Volcanic Eruptions Can Cool Planet, But Hunga Tonga Likely Won’t, Scientists Say

Science
Satellite imagery shows the Hunga Tonga-Hunga Ha'apai volcano
Satellite imagery shows the Hunga Tonga-Hunga Ha'apai volcano on Jan. 6, 2022, before the eruption on Jan. 14th , 2022 in Hunga Tonga-Hunga Ha'apai Islands, Tonga. Photo credit: Maxar via Getty Images

When the Hunga Tonga-Hunga Ha’apai volcano erupted on Saturday, it could be heard about 5,000 miles away in Alaska and produced an ash cloud the size of New England, The Washington Post reported. The volcano lies mostly underwater, about 20 miles southeast of Tonga’s Fonuafo’ou island in the South Pacific, reported CNN. It sits about 6,500 feet above the sea floor, but only about 328 feet can be seen above sea level.

When giant volcanoes erupt, they have the potential to affect temperatures and weather across the globe. According to CNN, the eruption of the Hunga Tonga-Hunga Ha’apai volcano was huge — likely the biggest recorded in 30 years, experts say — but it was probably not large enough to have an effect on the global climate.

“If the volcano decides that it’s going to do a number of explosions, and keeps on adding, that’ll change things,” associate professor of geosciences at Denison University, Erik Klemetti, told CNN. “But right now, it seems like it was a short enough event that didn’t have enough sulfur in it to likely cause much of a climate impact.”

Klemetti added that the Hunga Tonga-Hunga Ha’apai eruption could have an impact on the regional temperature, the significance of which would depend on how much sulfur dioxide (SO2) was in the stratosphere.

Ash RGB imagery shows the eruption using infrared channels to detect volcanic ash and sulfur dioxide gas. NOAA

The Hunga Tonga eruption spewed a cloud of SO2 and ash about 19 miles into the atmosphere, according to NASA satellite data, CNN reported. The atmospheric layer at that height is known as the stratosphere and, as it sits above the jet stream, aerosols can hang there for years. In the stratosphere, SO2 mixes with water to create a gas layer. The aerosols scatter sunlight and, as SO2 is reflective, cause some of it to be reflected away from Earth, according to Forbes. If there is sufficient SO2 to reflect enough light, it can cause cooler temperatures on Earth.

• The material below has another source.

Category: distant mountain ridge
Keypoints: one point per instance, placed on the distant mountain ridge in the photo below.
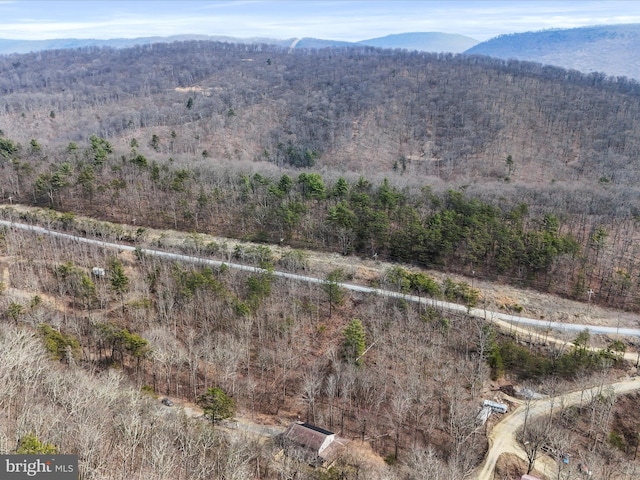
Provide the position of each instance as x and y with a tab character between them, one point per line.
612	49
421	41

The SO2 from the eruption has been estimated by scientists to be 0.4 teragrams, or 400 million kilograms, according to satellite data, not nearly enough to have a significant impact on the world’s climate, reported CNN. The Mount Pinatubo eruption in the Philippines in 1991 — the largest volcanic eruption of the past 100 years, as the United States Geological Survey shows — produced 15 to 20 teragrams of SO2, which caused a 0.6 degree Celsius, or one degree Fahrenheit, decrease in global temperature for 15 months, according to NASA Earth Observatory.

A professor in the Department of Environmental Sciences at Rutgers, Alan Robock, said the Hunga Tonga-Hunga Ha’apai eruption will “produce about 1/50 of the impact of the 1991 Pinatubo eruption,” equal to an average of about 0.02 degrees, or 0.01 degree Celsius, of cooling, The Washington Post reported.

Michigan Tech professor Simon Carn said that to have a measurable effect on climate, the SO2 produced from Hunga Tonga would have to be five to ten times denser than it appeared to be.

“Only if the eruption injects a lot of SO2 into the stratosphere, at least 1000 [kilotons, or thousands of tons] or more, will there be a climate impact,” Robock wrote, as The Washington Post reported.

Experts say continued eruptions are something to monitor, according to The Washington Post.

“We have no way of knowing when this eruption will be over,” wrote Janine Krippner, a volcanologist at the Smithsonian Global Volcanism Program, The Washington Post reported.